“Sometimes you’ve got to let everything go – purge yourself. If you are unhappy with anything… whatever is bringing you down, get rid of it. Because you’ll find that when you’re free, your true creativity, your true self comes out.”
I have a personal – albeit tenuous – connection to Tina Turner. My father worked for a printing shop in downtown Dallas for most of his adult life. In the early 1960s, before I was born, he met Turner and her then husband, Ike, when they came to town ahead of a series of shows they had scheduled. The couple was just getting started in their career together, and the shop where my father worked landed the contract to print up tickets and various promotional materials for the Turners. My father had never heard of them, but recounted they were polite and professional, arriving in business attire as was customary at the time. Ike, he said, did most of the talking. He never saved any of the stuff he printed for them, so he had only his recollection of the meeting to relay in the following years.

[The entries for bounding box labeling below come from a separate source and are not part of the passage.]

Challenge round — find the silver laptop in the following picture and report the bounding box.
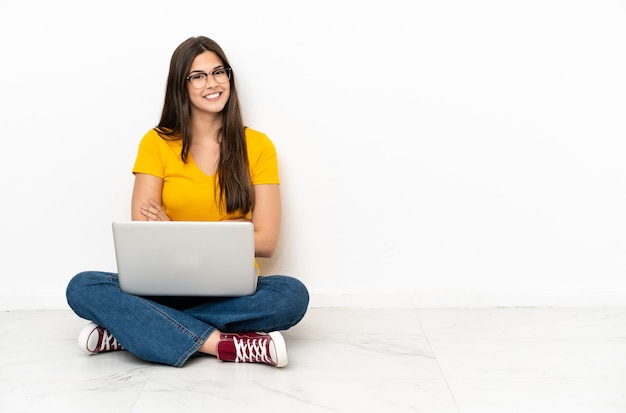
[113,221,257,297]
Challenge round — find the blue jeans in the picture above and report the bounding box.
[66,271,309,367]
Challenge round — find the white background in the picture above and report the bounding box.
[0,0,626,309]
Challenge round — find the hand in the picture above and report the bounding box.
[140,200,171,221]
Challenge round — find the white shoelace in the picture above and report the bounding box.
[100,328,121,351]
[233,337,274,364]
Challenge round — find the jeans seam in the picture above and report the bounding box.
[138,297,213,367]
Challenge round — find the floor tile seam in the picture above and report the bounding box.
[414,311,461,413]
[446,375,626,382]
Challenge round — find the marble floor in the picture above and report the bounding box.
[0,308,626,413]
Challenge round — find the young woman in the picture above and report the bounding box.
[67,37,309,367]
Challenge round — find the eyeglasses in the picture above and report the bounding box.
[185,67,233,89]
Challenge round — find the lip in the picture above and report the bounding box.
[202,92,222,101]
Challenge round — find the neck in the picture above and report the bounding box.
[191,114,222,143]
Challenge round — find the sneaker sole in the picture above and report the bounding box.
[269,331,289,367]
[78,322,98,354]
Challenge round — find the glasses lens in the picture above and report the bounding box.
[211,67,230,83]
[189,73,207,89]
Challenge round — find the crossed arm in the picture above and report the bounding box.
[131,173,281,258]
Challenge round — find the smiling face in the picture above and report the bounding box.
[187,52,230,117]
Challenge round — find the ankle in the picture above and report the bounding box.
[198,330,222,356]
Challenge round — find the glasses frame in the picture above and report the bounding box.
[185,66,233,89]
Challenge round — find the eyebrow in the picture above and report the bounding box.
[189,65,225,73]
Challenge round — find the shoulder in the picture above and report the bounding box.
[245,127,274,148]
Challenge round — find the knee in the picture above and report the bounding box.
[65,271,116,307]
[270,275,309,325]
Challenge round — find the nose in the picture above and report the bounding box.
[205,73,218,89]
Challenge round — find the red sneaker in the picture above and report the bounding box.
[217,331,287,367]
[78,323,124,354]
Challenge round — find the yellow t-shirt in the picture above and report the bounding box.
[133,128,280,221]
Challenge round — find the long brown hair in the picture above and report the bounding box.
[155,36,254,214]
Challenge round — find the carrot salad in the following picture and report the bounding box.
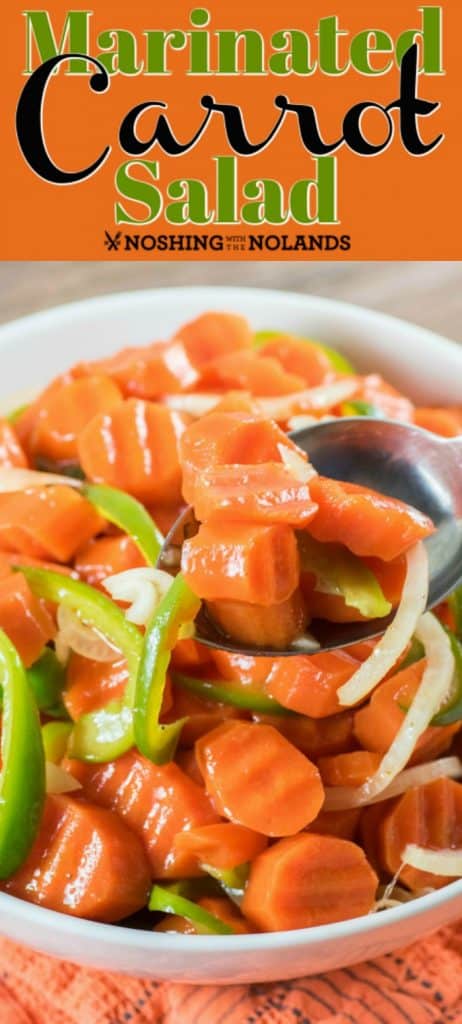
[0,312,462,935]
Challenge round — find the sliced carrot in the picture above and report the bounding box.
[379,778,462,890]
[175,821,267,870]
[65,751,222,879]
[193,462,318,528]
[207,588,308,650]
[75,341,199,399]
[179,412,305,505]
[4,796,151,922]
[354,374,414,423]
[175,312,253,367]
[242,833,378,932]
[62,654,128,722]
[29,376,122,462]
[197,351,305,395]
[318,751,381,786]
[265,650,360,718]
[0,484,103,562]
[0,572,56,668]
[196,721,324,836]
[258,334,334,387]
[307,807,361,840]
[306,476,434,561]
[175,746,204,788]
[171,639,213,676]
[354,658,459,764]
[74,535,145,589]
[181,523,299,606]
[165,686,240,748]
[0,418,28,467]
[252,712,354,761]
[414,407,462,437]
[79,398,186,505]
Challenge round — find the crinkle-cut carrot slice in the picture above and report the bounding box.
[0,484,103,562]
[75,340,199,399]
[3,795,151,923]
[196,721,324,837]
[354,658,459,764]
[306,476,434,561]
[175,821,267,870]
[207,588,308,650]
[175,312,253,367]
[414,406,462,437]
[65,751,219,879]
[242,833,378,932]
[0,572,56,668]
[318,751,382,786]
[29,375,122,463]
[379,778,462,890]
[179,412,305,505]
[62,653,128,722]
[252,712,354,761]
[197,352,304,395]
[265,650,360,718]
[0,418,28,468]
[354,374,414,423]
[306,807,361,841]
[74,535,145,593]
[181,523,299,607]
[79,398,188,505]
[193,463,318,528]
[258,334,335,387]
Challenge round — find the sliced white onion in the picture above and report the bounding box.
[0,466,83,495]
[278,444,318,483]
[324,757,462,811]
[330,611,455,810]
[403,843,462,879]
[163,377,358,422]
[102,566,173,626]
[45,761,82,793]
[260,377,358,422]
[54,604,121,664]
[337,542,428,707]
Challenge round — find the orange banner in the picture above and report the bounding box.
[1,0,462,260]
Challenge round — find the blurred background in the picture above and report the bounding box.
[0,261,462,342]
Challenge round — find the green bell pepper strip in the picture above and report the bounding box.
[82,483,164,565]
[253,331,354,377]
[448,587,462,640]
[297,531,391,618]
[0,631,45,879]
[16,565,142,763]
[27,647,69,719]
[42,722,73,765]
[200,863,250,906]
[340,400,385,420]
[172,672,294,715]
[133,573,201,764]
[149,886,235,935]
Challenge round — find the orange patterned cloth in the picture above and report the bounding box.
[0,924,462,1024]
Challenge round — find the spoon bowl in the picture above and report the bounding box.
[158,417,462,656]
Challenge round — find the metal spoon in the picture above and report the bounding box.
[158,417,462,656]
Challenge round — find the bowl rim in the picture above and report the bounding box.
[0,285,462,954]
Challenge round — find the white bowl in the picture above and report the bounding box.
[0,288,462,984]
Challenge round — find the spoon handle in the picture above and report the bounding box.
[448,434,462,470]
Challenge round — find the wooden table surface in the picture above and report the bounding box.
[0,261,462,346]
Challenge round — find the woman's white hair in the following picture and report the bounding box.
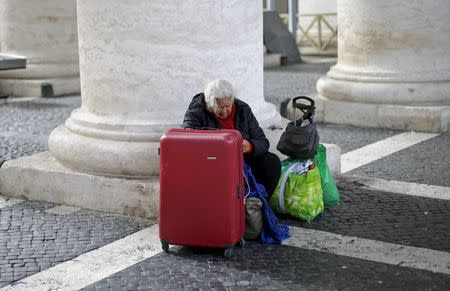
[203,80,235,112]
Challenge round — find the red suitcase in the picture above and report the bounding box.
[159,129,245,257]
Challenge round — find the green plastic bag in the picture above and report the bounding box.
[314,144,340,207]
[270,159,324,222]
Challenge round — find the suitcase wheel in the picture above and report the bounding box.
[223,246,234,259]
[161,240,169,253]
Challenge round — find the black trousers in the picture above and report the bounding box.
[244,152,281,196]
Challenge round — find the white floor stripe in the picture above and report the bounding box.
[283,226,450,274]
[340,176,450,200]
[0,195,23,209]
[341,132,439,174]
[0,225,162,291]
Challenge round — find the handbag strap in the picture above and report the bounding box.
[278,161,299,213]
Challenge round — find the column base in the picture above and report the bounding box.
[0,152,159,218]
[0,77,80,97]
[0,145,340,218]
[287,94,450,133]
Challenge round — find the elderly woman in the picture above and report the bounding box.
[183,80,281,195]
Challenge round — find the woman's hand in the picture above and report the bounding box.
[242,139,252,154]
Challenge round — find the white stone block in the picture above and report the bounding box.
[0,152,159,217]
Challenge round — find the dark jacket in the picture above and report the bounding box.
[183,93,269,156]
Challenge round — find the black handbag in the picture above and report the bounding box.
[277,96,319,160]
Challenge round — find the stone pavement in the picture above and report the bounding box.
[0,64,450,290]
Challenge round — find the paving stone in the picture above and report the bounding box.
[348,132,450,187]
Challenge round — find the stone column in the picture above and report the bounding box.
[0,0,80,96]
[317,0,450,132]
[49,0,281,178]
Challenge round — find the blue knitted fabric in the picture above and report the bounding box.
[244,163,290,244]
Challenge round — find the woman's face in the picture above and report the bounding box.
[214,98,233,119]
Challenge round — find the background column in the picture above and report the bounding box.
[0,0,80,96]
[49,0,281,177]
[317,0,450,131]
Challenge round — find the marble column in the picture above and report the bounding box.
[317,0,450,132]
[49,0,281,178]
[0,0,80,96]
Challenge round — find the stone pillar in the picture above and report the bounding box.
[49,0,281,178]
[0,0,80,96]
[317,0,450,132]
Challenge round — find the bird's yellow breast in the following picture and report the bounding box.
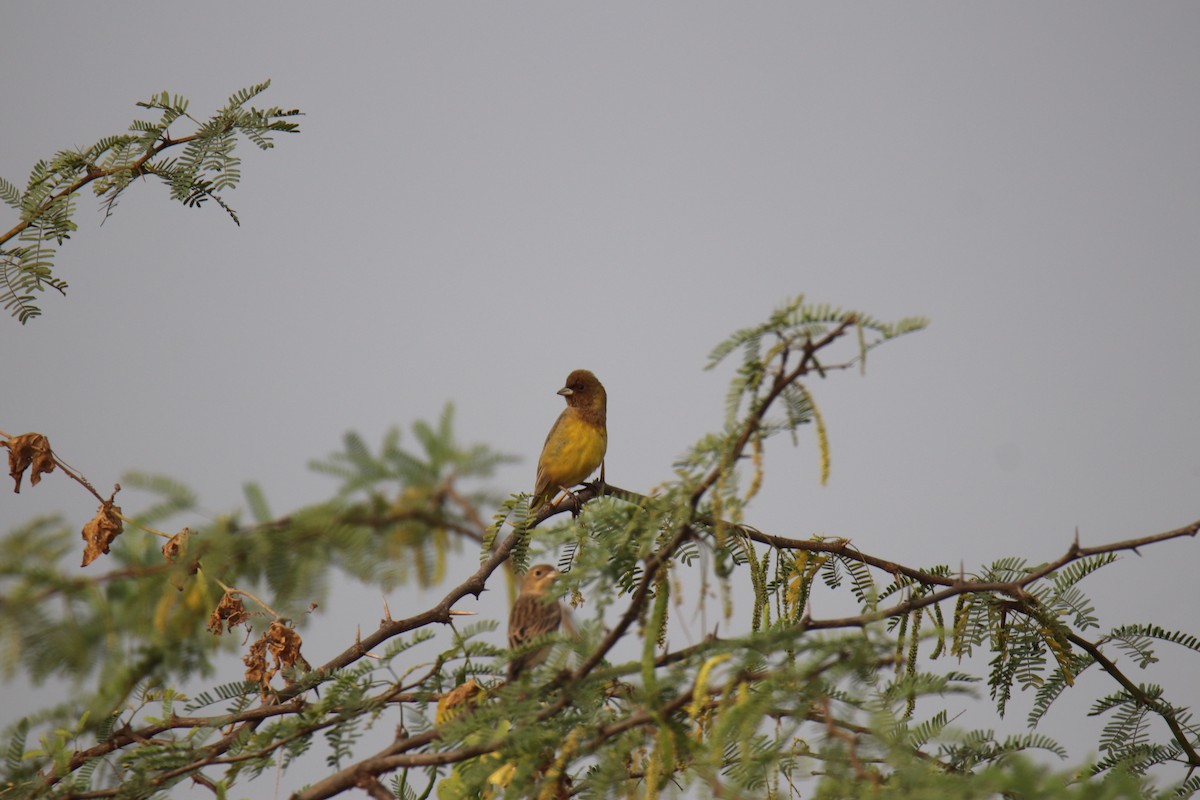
[538,409,608,494]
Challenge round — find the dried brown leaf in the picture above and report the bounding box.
[162,528,192,564]
[209,591,250,633]
[80,498,125,566]
[266,620,307,670]
[434,678,484,724]
[241,633,267,693]
[0,433,54,493]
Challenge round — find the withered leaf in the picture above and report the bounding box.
[80,498,125,566]
[209,591,250,633]
[434,678,485,724]
[162,528,200,591]
[241,620,310,694]
[162,528,192,564]
[0,433,54,493]
[241,633,267,692]
[266,620,308,669]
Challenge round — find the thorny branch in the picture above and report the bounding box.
[11,319,1200,800]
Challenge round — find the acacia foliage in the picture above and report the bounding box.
[0,299,1200,799]
[0,80,300,324]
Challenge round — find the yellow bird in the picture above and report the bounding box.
[529,369,608,509]
[509,564,563,680]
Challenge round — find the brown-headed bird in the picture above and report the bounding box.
[509,564,563,680]
[529,369,608,509]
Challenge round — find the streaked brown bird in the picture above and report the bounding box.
[529,369,608,509]
[509,564,563,680]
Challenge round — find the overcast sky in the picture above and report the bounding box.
[0,2,1200,796]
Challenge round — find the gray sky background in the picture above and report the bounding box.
[0,2,1200,789]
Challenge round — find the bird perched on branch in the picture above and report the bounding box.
[529,369,608,509]
[509,564,563,680]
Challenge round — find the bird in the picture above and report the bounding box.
[529,369,608,509]
[509,564,563,681]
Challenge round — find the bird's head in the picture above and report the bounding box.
[558,369,607,407]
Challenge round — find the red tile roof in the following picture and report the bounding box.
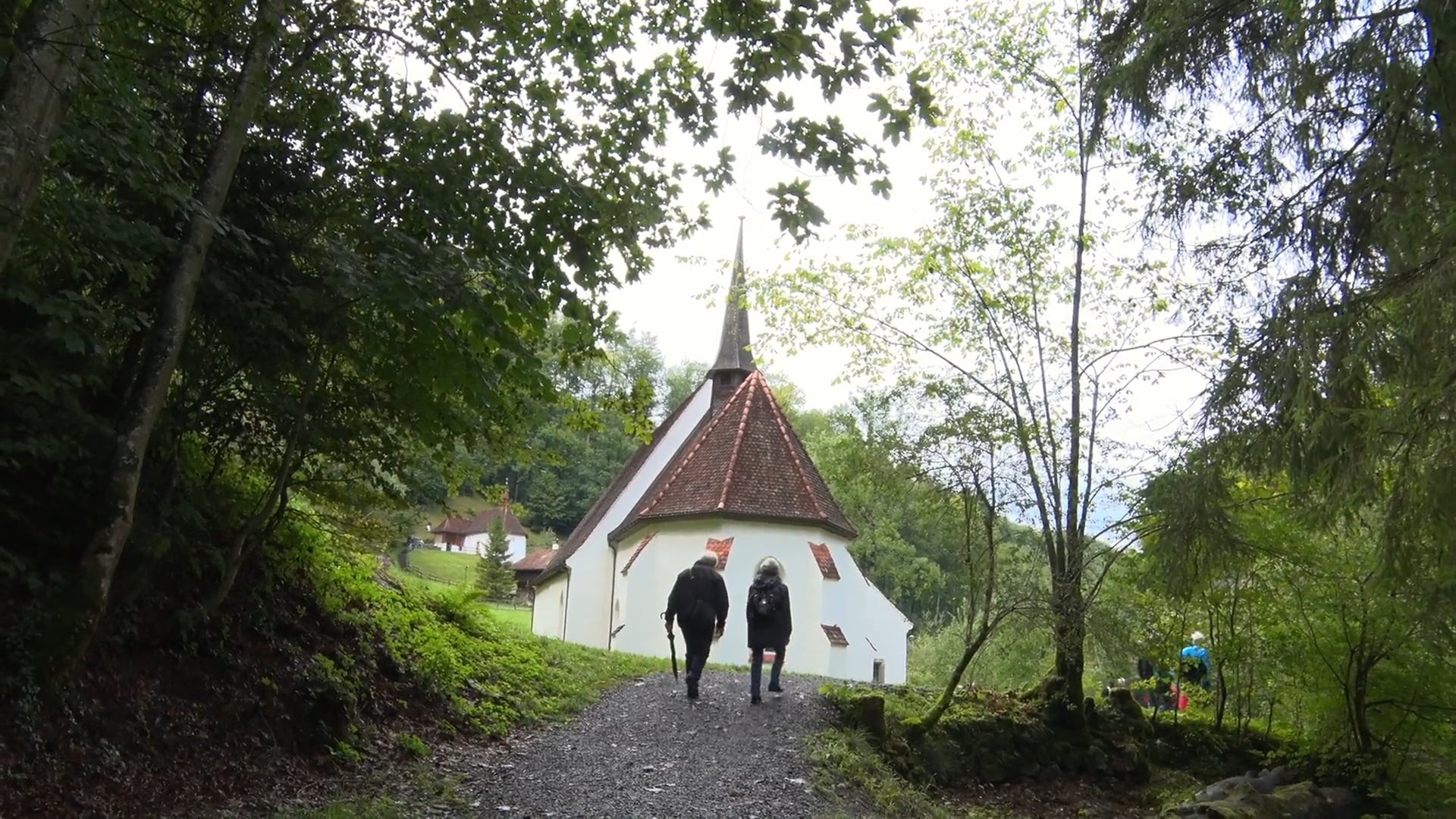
[810,544,839,580]
[429,506,526,535]
[613,372,858,538]
[511,549,552,571]
[708,538,733,571]
[622,532,657,577]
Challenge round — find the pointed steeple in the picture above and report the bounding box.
[708,215,758,413]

Amazing to think that your Father had met them. Tina is a much loved icon down here. I think it was sad that she was repeatedly asked about Ike all her life when she would much rather nice on to other positive topics.
Yes, I wish I had something tangible – like an old photo or a copy of one of those tickets – to prove my father met the Turners. But his company did a lot of work for various artists who would come to town, and he just had no idea they would go on to such fame.